The inside of the hangar has been completely reconfigured in order to position all support functions (offices, back-office tasks, logistics, technical assistance and modification configuration) as close as possible to the aircraft. For increased security and performance, all operations are conducted in H4. AFI KLM E&M is also in charge of a dedicated AWACS Information System (IS) to concurrently inform both maintenance activity and the customer. The IS was successfully migrated from Le Bourget to CDG.

Heightening security 
AWACs maintenance provided by AFI KLM E&M is subject to a high level of both French and Nato classification. As a result, the investment needed to make Hangar H4 compliant with these security requirements was substantial.

Investing in the future
Executive Vice President Air France Industries Anne Brachet said: "The investment we have ploughed into new infrastructure for this fleet at Roissy-Charles de Gaulle clearly demonstrates our intention to satisfy the expectations of the French Defense Ministry and to be worthy of the trust it has placed in us."
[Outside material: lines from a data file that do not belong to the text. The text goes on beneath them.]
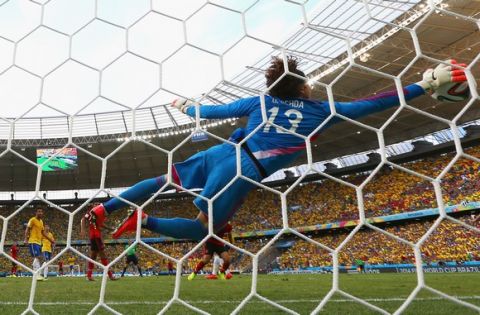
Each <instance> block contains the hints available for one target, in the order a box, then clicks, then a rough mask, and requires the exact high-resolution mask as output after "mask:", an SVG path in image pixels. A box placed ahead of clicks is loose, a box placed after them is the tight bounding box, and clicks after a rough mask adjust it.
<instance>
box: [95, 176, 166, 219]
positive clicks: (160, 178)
mask: <svg viewBox="0 0 480 315" xmlns="http://www.w3.org/2000/svg"><path fill="white" fill-rule="evenodd" d="M166 182H167V180H166V176H165V175H162V176H158V177H154V178H150V179H146V180H143V181H141V182H138V183H137V184H135V185H133V186H132V187H130V188H129V189H127V190H125V191H124V192H122V193H121V194H120V195H119V196H120V197H121V198H123V199H125V200H128V201H131V202H135V201H138V200H142V199H146V198H148V197H150V196H151V195H152V194H154V193H155V192H157V191H158V190H159V189H160V188H162V187H163V186H164V185H165V183H166ZM126 206H128V204H127V203H125V202H124V201H122V200H120V199H119V198H112V199H110V200H108V201H107V202H105V203H103V204H99V205H97V206H95V207H93V208H92V209H91V210H90V211H91V213H92V214H93V215H94V217H95V218H94V219H95V221H96V223H97V225H98V226H100V227H101V226H102V225H103V222H104V221H105V216H106V215H108V214H110V213H112V212H114V211H116V210H119V209H122V208H124V207H126Z"/></svg>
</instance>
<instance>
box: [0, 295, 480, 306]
mask: <svg viewBox="0 0 480 315" xmlns="http://www.w3.org/2000/svg"><path fill="white" fill-rule="evenodd" d="M452 297H453V298H456V299H459V300H480V296H478V295H471V296H452ZM406 299H407V297H404V298H387V299H380V298H371V299H363V300H364V301H367V302H396V301H405V300H406ZM439 300H446V299H444V298H442V297H428V298H416V299H414V301H439ZM242 301H243V300H238V301H232V300H224V301H222V300H220V301H208V300H206V301H203V300H202V301H185V302H187V303H189V304H214V303H221V304H232V303H240V302H242ZM168 302H169V301H112V302H108V301H106V302H105V304H107V305H129V304H135V305H148V304H158V305H162V304H167V303H168ZM274 302H276V303H319V302H320V300H312V299H296V300H278V301H274ZM328 302H329V303H330V302H333V303H346V302H355V301H354V300H351V299H330V300H329V301H328ZM248 303H265V302H263V301H258V300H253V301H249V302H248ZM96 304H97V303H96V302H89V301H69V302H35V303H34V305H45V306H55V305H96ZM0 305H28V303H27V302H8V301H0Z"/></svg>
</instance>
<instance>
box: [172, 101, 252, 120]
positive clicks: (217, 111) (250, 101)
mask: <svg viewBox="0 0 480 315" xmlns="http://www.w3.org/2000/svg"><path fill="white" fill-rule="evenodd" d="M172 106H173V107H175V108H177V109H178V110H180V111H182V112H183V113H185V114H187V115H189V116H191V117H195V106H194V105H193V103H192V102H191V101H189V100H186V99H177V100H175V101H173V103H172ZM257 106H260V102H259V98H258V97H249V98H241V99H239V100H236V101H235V102H232V103H229V104H225V105H200V106H199V110H200V118H207V119H223V118H237V117H244V116H248V115H249V114H250V113H251V112H252V111H253V110H254V109H255V107H257Z"/></svg>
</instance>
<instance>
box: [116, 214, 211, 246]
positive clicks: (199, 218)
mask: <svg viewBox="0 0 480 315" xmlns="http://www.w3.org/2000/svg"><path fill="white" fill-rule="evenodd" d="M137 217H138V210H135V211H134V212H132V213H131V214H130V215H129V216H128V217H127V218H126V219H125V221H123V223H122V224H121V225H120V226H119V227H118V228H117V229H116V230H115V231H114V232H113V234H112V236H113V238H115V239H117V238H119V237H120V236H121V235H122V234H123V233H125V232H134V231H136V228H137ZM207 221H208V220H207V216H206V215H205V214H204V213H203V212H200V213H199V215H198V217H197V218H196V219H195V220H190V219H184V218H173V219H163V218H154V217H151V216H148V215H146V214H145V213H142V227H143V228H146V229H148V230H150V231H153V232H156V233H159V234H162V235H165V236H170V237H173V238H177V239H191V240H201V239H203V238H204V237H205V236H206V235H207V227H206V226H207Z"/></svg>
This state-of-the-art maintenance infrastructure delivers improved service quality and is part of a much wider program. The grouping and modernization of operations north of Paris at CDG is part of the Transform 2015 adaptation and development Plan which aims to step up AFI KLM E&M's operational performance and economic effectiveness.
Based on these strong new assets, the Group intends to fully demonstrate its added-value for AWACS aircraft in particular, and for military fleets in general.